Kit put on his best lounge suit, white shirt and grey silk tie. It was St Patrick’s day and there was a reception at the Irish Embassy. He wondered if he should wear a green tie or green socks or a green jockstrap. It was all so stupid. He supposed they’d all have to wear cardboard shamrocks in their lapels or something similar. It was one of the most drunken occasions of the diplomatic year. Everyone enjoyed watching the Brits trying to interact with their hosts as if the Easter uprising and partition had never happened. That bit was always great fun and almost made it worth going. The Russians were fun too – and really did get drunk, no olive-oil prophylaxis beforehand. Irish whisky was too good to waste.
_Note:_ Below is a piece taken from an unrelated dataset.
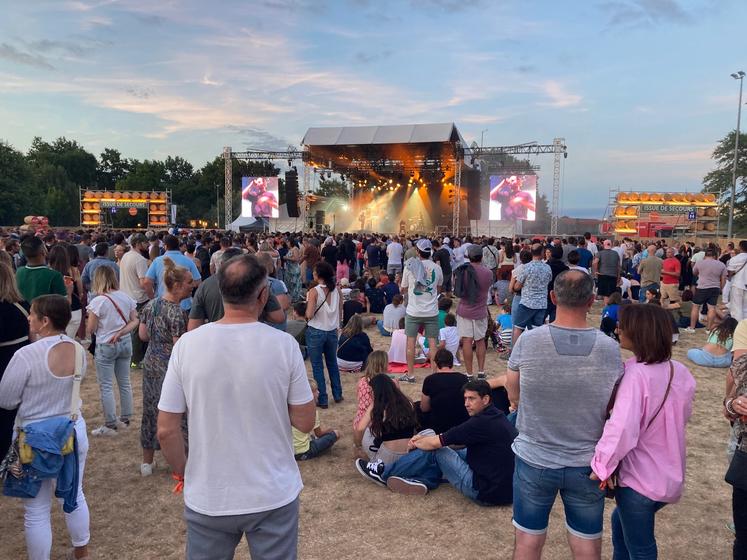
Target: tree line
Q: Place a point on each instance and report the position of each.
(46, 180)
There was a lot of traditional Irish food to soak up the booze: so most people stuck to the booze. Vasili, Kit’s counterpart in the Soviet Embassy, raised a Waterford crystal tumbler of single malt to greet the American. Kit had known Vasili for ten years. The Russian was now KGB Chief of Residency, the Soviet equivalent of CIA Chief of Station. At the top level, there was no coyness or pretend secrecy about one another’s job or identity. They were all members of the same club, even though they went out on the court to thrash each other. And, like gentleman players, they were polite to each other in the clubhouse afterwards. And, like aspiring professionals in any sport, they charted each other’s progress through the rankings. Vasili had done much better since the death of Stalin and the execution of Beria; likewise, Kit had profited from the replacement of Dean Acheson – a pompous ass largely responsible for teeing up the Cold War – by Foster Dulles, who was an even worse ass but less hostile to Kit’s career.